Film review: Compartment No. 6's oddball kind-of love story takes you on an engrossing ride to remote Murmansk
Unexpectedly moving tale of two lonely strangers forced to share a sleeper car has a lot to say about human connection
Compartment No. 6 screens at VIFF Centre from February 11 to 17
IT’S A MOMENT guaranteed to trigger any woman who’s travelled in an unfamiliar country alone. Kind-hearted Finn Laura (Seidi Haarla) finds out she’ll be sharing a cramped train compartment with the boorish Vadim (Yuriy Borisov) for the days-long trip from Moscow to Russia’s remote northern Murmansk. Head shaved and glowering, he slams a vodka bottle down on the table, pulls out his cigarettes, and proceeds to drink himself into oblivion.
From there, using intimate, handheld camera work straight out of Dogma 95, Finnish director Juho Kuosmanen reels you into an evolving relationship—to the point where you’ll be stupidly, hopelessly engrossed, for reasons you’ll be pondering long after the end of the journey.
The two outsiders are desperately lonely. Rumpled and awkward, Laura’s archaeology student has been pushed to take the trip by her more sophisticated female lover-professor in Moscow—who bails at the last minute and seems to be trying to get rid of her new bedmate. As for Vadim, he’s headed to Murmansk to make money doing gruelling work in the mine there.
They share a warped and childlike sense of humour. There’s a fantastic scene where Laura smirks watching the gawky Vadim smoking on the snowy platform at a train stop, throwing snowballs in the air and trying to karate-kick them till he slips and falls between the tracks.

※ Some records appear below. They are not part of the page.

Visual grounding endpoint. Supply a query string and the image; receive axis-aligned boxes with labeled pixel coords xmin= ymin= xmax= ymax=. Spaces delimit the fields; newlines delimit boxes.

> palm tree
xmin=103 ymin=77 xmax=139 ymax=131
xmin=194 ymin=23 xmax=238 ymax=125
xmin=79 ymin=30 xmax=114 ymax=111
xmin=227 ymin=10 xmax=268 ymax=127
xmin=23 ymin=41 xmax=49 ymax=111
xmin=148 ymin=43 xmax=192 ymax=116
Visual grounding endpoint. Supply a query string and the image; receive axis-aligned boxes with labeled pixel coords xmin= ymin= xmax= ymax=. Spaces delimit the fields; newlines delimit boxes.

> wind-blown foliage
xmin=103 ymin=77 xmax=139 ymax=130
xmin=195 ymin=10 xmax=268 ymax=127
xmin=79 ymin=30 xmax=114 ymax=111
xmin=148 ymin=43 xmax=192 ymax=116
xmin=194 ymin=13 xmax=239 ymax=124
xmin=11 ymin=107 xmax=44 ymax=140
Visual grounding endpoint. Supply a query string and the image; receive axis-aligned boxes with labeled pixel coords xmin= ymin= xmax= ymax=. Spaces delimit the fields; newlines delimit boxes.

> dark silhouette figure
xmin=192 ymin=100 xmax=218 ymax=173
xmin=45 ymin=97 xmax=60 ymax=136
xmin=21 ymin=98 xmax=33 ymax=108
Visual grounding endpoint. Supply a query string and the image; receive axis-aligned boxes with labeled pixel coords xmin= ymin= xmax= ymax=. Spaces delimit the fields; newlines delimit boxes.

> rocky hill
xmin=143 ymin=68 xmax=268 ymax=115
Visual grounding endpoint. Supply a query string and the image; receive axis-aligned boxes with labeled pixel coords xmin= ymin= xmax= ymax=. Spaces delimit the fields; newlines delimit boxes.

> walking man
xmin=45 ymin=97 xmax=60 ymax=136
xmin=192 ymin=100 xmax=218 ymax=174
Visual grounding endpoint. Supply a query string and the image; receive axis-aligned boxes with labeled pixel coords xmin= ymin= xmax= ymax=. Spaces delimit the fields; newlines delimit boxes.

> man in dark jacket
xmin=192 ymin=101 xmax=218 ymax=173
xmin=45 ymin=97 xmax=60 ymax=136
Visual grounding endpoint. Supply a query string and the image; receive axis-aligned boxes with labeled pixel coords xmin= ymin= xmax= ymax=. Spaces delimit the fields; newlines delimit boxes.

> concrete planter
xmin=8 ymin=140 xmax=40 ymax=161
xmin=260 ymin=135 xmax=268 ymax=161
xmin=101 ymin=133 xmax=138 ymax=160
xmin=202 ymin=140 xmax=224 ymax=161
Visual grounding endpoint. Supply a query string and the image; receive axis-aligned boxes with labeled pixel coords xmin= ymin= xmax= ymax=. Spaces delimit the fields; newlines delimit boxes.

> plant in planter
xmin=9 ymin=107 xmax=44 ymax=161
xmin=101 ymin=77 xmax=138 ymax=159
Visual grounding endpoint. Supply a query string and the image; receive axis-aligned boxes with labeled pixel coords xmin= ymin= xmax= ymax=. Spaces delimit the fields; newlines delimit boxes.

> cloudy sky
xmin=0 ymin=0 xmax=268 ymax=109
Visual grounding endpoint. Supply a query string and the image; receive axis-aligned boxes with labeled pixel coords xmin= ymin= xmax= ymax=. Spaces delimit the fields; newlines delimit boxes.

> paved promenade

What is this oddball kind-of love story really about? On one level, it’s a reminder you can never really judge someone by appearances, whether it’s Vadim, the brusk and intimidating uniformed train conductor, or a handsome, guitar-playing young Finn who joins our odd couple in Compartment 6.
For a deeper meaning, look to the film’s opening house party, where the Moscow academics Laura longs to impress pontificate endlessly about her needing to study Murmansk’s ancient petroglyphs to understand humanity. But the young Finn gains real insight by embracing the present with her new sleeper-car mate. She learns more about life by taking a risk on an overnight stop—following Vadim to an old Russian baboushka’s house to drink moonshine—than she ever would in textbooks or at archeological sites.

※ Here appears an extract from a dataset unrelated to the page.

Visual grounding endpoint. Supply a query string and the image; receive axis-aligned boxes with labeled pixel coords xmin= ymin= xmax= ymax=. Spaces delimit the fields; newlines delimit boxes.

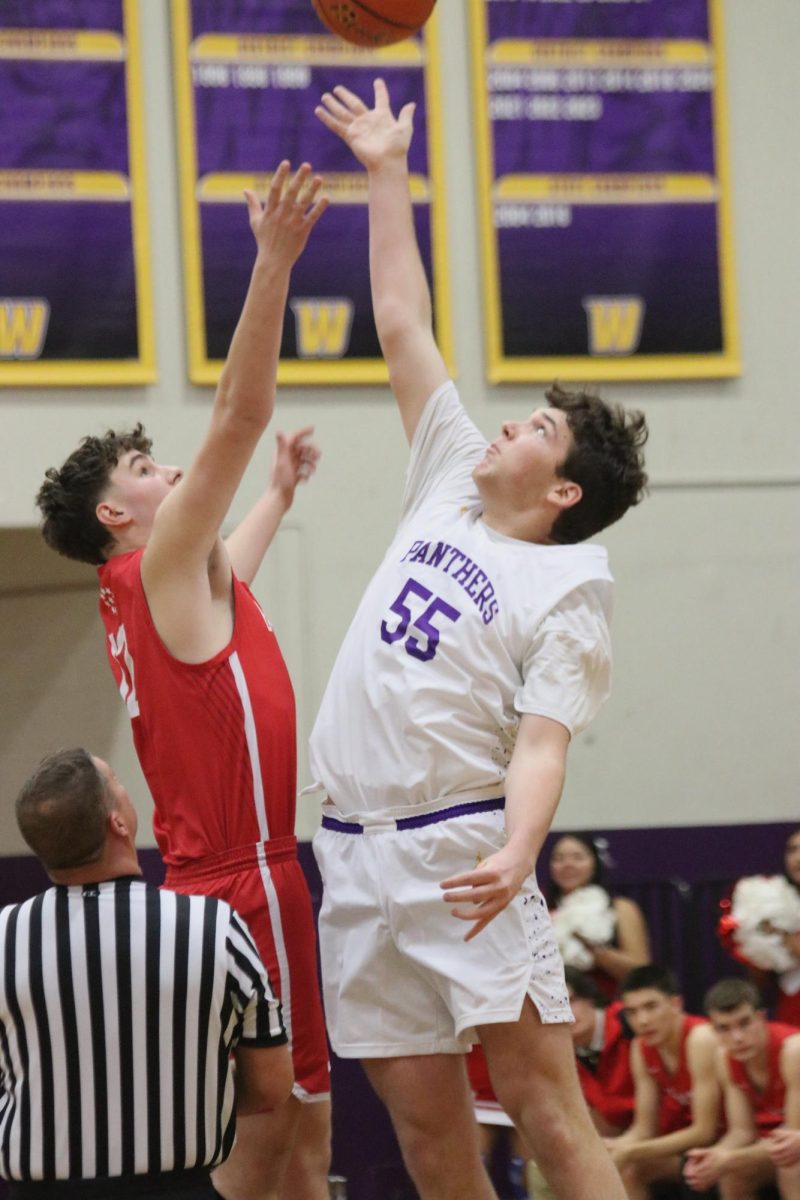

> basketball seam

In true wry Kuosmanen style, it’s in the cold and unwelcoming Arctic port of Murmansk that Compartment No. 6 will fully thaw your heart. Vadim, who doesn't even know what petroglyphs are (he can't understand why she wants to see that "crap"), happily goes to the literal ends of the earth to help Laura find them. And in the pointless, existential quest amid a blizzard, the offbeat friendship takes final, fleeting form. You’ll be flooded with a weird, life-affirming warmth—and a big, much-needed laugh—all in what must surely rank as the world's most brutally depressing tourist destination.